2. Choose Your LLC Name
Your business name is extremely important. It should reflect the brand you plan to build, tell customers what you do, and be memorable. Once you’ve chosen a name, you’ll need to make sure that it’s not already taken. You can do a search on your state’s website, and on other state websites if you are doing business in more than one state. You should also check the US Patent and Trademark Office to make sure the name hasn’t been trademarked.
3. Choose a Registered Agent
A registered agent is the person or company that sends and receives legal documents on behalf of your LLC. The registered agent can be a member of the LLC, or you can choose a third party such as an attorney, or a company that offers registered agent services. Most states require you to have a registered agent. The agent must be a resident of the state where you do business, or a corporation authorized to do business in your state.
4. Determine Your Management Structure
There are two types of management structures:
- A Member-Managed LLC is managed by the members of the LLC. This is usually chosen by smaller LLCs with few members who will be involved in various management roles.
- A Manager-Managed LLC is managed by people who are not members of the LLC and are employees of the business. This structure is often used when an LLC is larger and has multiple members.

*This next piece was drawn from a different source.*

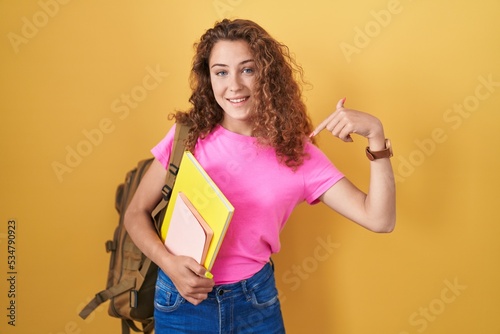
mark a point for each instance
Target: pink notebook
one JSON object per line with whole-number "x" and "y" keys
{"x": 188, "y": 234}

5. File Articles of Organization
The articles of organization is the form you file to create your LLC. These forms vary by state but can generally be filed online. You’ll need to fill out the LLC name, the name and address of the registered agent, the names of the LLC owners, and in some states, the way the LLC will be managed. Fees are generally around $100.

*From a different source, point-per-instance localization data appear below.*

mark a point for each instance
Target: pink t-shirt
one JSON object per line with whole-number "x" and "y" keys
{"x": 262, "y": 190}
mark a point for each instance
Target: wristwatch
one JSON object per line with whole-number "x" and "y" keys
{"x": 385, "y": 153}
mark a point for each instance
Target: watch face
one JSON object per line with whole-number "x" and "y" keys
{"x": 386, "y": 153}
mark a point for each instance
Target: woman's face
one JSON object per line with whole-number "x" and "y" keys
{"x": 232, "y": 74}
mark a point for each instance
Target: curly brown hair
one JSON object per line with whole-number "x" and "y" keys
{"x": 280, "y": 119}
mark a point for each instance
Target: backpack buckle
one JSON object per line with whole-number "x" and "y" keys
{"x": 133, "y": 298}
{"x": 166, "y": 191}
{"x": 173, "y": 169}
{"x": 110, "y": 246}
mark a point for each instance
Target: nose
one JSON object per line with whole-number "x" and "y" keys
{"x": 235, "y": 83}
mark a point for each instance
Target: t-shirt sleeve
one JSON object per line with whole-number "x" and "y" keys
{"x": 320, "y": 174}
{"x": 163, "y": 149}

6. Draft an Operating Agreement
An operating agreement is not usually required but is highly recommended. The operating agreement should clearly define the following:
- The percentage of each member’s interests in the LLC
- How profits and losses will be allocated to each member
- Each member’s rights and responsibilities
- The management structure and management roles of members
- The voting rights of each member
- Rules for meetings and voting
- What happens when a member sells their interest, becomes disabled, or dies
It’s a good idea to have an attorney’s help when creating your operating agreement so that you can be sure you’re covering all bases to protect all members and avoid future issues.
7. Apply for Business Licenses
It’s important to make sure you’re in compliance with all laws at the local, state, and federal levels. It’s likely, depending on your location and type of business, that you’ll need business licenses and permits. Do some research to determine which licenses you need. At the very least you’ll need a sales tax permit to sell products and collect sales tax.
8. Obtain an EIN
EIN stands for Employer Identification Number and is like a social security number for your business, allowing the IRS to identify your business easily. It is also known as a Federal Tax Identification Number (FTIN), or sometimes for corporations a Tax Identification Number (TIN). An EIN is required if your LLC has more than one member, if you plan to hire employees, or if you choose to have your LLC taxed as a corporation. The application is free and can be found on the IRS website. The application is form SS-4, and it can be mailed to the IRS or submitted electronically, and once your information on the application has been validated, the EIN is assigned immediately.
After Forming an LLC
Your state may require you to file annual reports for your LLC, which may involve a fee. Check your state for requirements.
You should now be ready to form your own an LLC! And if you decide against it, that’s fine too – other entities offer advantages as well.